Experimental Configurations:
There are several phenomena that can be studied using the cross flow heat transfer apparatus. Your
instructor may require you to investigate one or more of the following sets of experimental objectives.
Check with your instructor to determine what you need to do!
Effect of (Column) Position Within the Array
Columns 1 & 2 / Heated bar on columns 1 & 2.
Investigate the effect of the column position on the heat transfer from the cylinder by reporting the Nusselt
Number as a function of the Reynolds Number. As a minimum, obtain data at five air speeds through the
heat exchanger. Develop an appropriate correlation for the effective performance in the heat exchanger (i.e.
a single correlation using all of the experimental data to get an average value for the whole unit. Also,
compare the experimental data to correlation(s) available in the literature.
An important performance parameter for any heat exchanger is the static pressure drop across the unit for one
or both of the fluids passing through the unit. For a range of airspeeds through the heat exchanger,
investigate the effect of the air speed on the static pressure drop. Show the results graphically.
Effect of Tube Array Configuration
Columns 2 & 4 / Heated bar on columns 2 & 4.

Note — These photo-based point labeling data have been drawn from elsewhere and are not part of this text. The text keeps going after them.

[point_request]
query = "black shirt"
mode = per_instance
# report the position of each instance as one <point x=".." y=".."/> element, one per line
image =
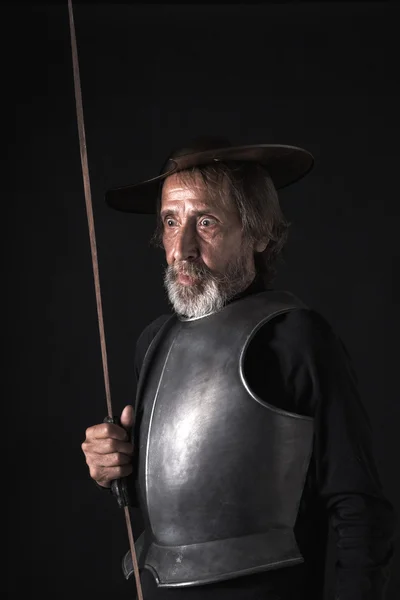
<point x="297" y="360"/>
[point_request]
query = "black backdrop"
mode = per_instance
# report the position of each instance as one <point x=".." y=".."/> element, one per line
<point x="320" y="75"/>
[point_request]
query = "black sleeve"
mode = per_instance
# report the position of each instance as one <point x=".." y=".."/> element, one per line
<point x="144" y="341"/>
<point x="299" y="361"/>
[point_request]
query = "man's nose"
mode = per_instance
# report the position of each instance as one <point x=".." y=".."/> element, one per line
<point x="185" y="247"/>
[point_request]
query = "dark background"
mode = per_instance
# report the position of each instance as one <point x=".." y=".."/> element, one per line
<point x="319" y="75"/>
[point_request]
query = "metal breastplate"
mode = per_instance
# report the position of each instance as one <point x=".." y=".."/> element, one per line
<point x="220" y="471"/>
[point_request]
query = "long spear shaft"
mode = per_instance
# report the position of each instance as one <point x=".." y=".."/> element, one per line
<point x="93" y="247"/>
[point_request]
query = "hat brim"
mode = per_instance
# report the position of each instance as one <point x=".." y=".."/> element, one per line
<point x="285" y="164"/>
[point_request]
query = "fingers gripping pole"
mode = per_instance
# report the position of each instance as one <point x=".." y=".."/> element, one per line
<point x="92" y="235"/>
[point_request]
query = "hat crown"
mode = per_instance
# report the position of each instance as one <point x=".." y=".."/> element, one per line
<point x="201" y="144"/>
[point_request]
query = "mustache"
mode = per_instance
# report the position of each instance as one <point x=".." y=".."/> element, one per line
<point x="191" y="269"/>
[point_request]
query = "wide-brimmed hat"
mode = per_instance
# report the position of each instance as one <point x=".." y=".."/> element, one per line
<point x="285" y="164"/>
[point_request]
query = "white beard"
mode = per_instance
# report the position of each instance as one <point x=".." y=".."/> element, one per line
<point x="210" y="293"/>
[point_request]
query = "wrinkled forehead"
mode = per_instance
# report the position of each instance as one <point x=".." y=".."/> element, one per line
<point x="193" y="187"/>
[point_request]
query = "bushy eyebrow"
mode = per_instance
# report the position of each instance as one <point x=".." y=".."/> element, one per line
<point x="196" y="213"/>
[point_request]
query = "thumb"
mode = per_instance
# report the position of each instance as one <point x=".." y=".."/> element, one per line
<point x="127" y="417"/>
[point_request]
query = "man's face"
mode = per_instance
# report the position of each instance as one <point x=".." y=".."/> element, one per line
<point x="208" y="259"/>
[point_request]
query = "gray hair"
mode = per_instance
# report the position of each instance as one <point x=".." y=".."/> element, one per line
<point x="255" y="198"/>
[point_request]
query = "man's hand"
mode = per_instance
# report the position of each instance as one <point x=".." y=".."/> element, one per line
<point x="108" y="450"/>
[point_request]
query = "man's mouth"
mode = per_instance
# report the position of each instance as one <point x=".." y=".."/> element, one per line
<point x="187" y="279"/>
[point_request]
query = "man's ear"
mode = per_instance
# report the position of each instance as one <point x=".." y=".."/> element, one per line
<point x="261" y="245"/>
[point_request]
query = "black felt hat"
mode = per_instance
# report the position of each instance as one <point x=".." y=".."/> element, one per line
<point x="285" y="164"/>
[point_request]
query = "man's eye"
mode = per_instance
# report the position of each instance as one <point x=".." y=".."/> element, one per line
<point x="207" y="222"/>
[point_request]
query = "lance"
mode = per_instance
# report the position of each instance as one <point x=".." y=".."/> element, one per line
<point x="119" y="485"/>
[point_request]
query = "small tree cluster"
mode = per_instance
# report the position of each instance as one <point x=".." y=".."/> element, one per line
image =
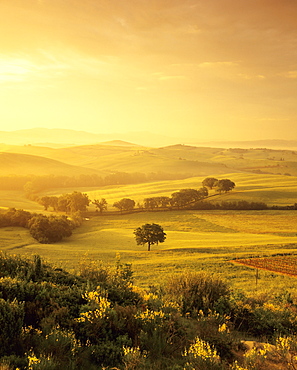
<point x="223" y="185"/>
<point x="69" y="203"/>
<point x="149" y="234"/>
<point x="42" y="228"/>
<point x="125" y="204"/>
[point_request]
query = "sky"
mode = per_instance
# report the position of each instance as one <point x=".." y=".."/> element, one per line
<point x="204" y="69"/>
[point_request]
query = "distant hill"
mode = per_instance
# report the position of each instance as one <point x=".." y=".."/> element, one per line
<point x="120" y="156"/>
<point x="63" y="137"/>
<point x="118" y="143"/>
<point x="24" y="164"/>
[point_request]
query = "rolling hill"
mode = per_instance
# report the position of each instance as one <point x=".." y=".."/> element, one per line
<point x="118" y="156"/>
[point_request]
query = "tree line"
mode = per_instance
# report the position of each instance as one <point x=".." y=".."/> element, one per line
<point x="34" y="183"/>
<point x="99" y="319"/>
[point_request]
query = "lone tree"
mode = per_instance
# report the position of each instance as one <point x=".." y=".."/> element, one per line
<point x="125" y="204"/>
<point x="210" y="182"/>
<point x="149" y="234"/>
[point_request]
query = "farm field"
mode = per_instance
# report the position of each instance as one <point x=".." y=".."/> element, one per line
<point x="196" y="241"/>
<point x="281" y="264"/>
<point x="270" y="189"/>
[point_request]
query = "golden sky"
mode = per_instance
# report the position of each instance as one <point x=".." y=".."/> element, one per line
<point x="202" y="69"/>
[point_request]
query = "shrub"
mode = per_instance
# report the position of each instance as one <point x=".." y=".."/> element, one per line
<point x="11" y="322"/>
<point x="198" y="292"/>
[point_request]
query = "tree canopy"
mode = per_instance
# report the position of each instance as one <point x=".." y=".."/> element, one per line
<point x="149" y="234"/>
<point x="225" y="185"/>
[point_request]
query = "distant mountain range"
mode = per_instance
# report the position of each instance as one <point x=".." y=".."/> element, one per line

Investigate the heat transfer from the cylinder by reporting the Nusselt Number as a function of the Reynolds
Number. As a minimum, obtain data at five air speeds through the heat exchanger. Configure the heat
exchanger as a two column staggered array. Develop an appropriate correlation for the effective performance
of each configuration (i.e. an average value for each configuration). Also, compare the experimental data to
correlation(s) available in the literature.
An important performance parameter for any heat exchanger is the static pressure drop across the unit for one
or both of the fluids passing through the unit. For a range of airspeeds through each configuration,
investigate the effect of the air speed on the static pressure drop. Show the results graphically.
Effect of Column Spacing on Heat Transfer
Columns 1-2, Heated bar on column 2, Columns 1-4, Heated bar on column 4.
Investigate the heat transfer from the cylinder in the tube array by reporting the Nusselt Number as a function
of the Reynolds Number. As a minimum, obtain data at five air speeds through the heat exchanger. Set up
the heat exchanger in a two-column configuration. Test the cylinder in the back column near the center row
positions. Vary the distance of the second column to investigate the effect of the column spacing on the heat
transfer. Develop an appropriate correlation for the effective performance of each configuration (i.e. an
average value for each configuration). Also, compare the experimental data to correlation(s) available in the
literature.
An important performance parameter for any heat exchanger is the static pressure drop across the unit for one
or both of the fluids passing through the unit. For a range of airspeeds through each configuration,
investigate the effect of the air speed on the static pressure drop. Show the results graphically.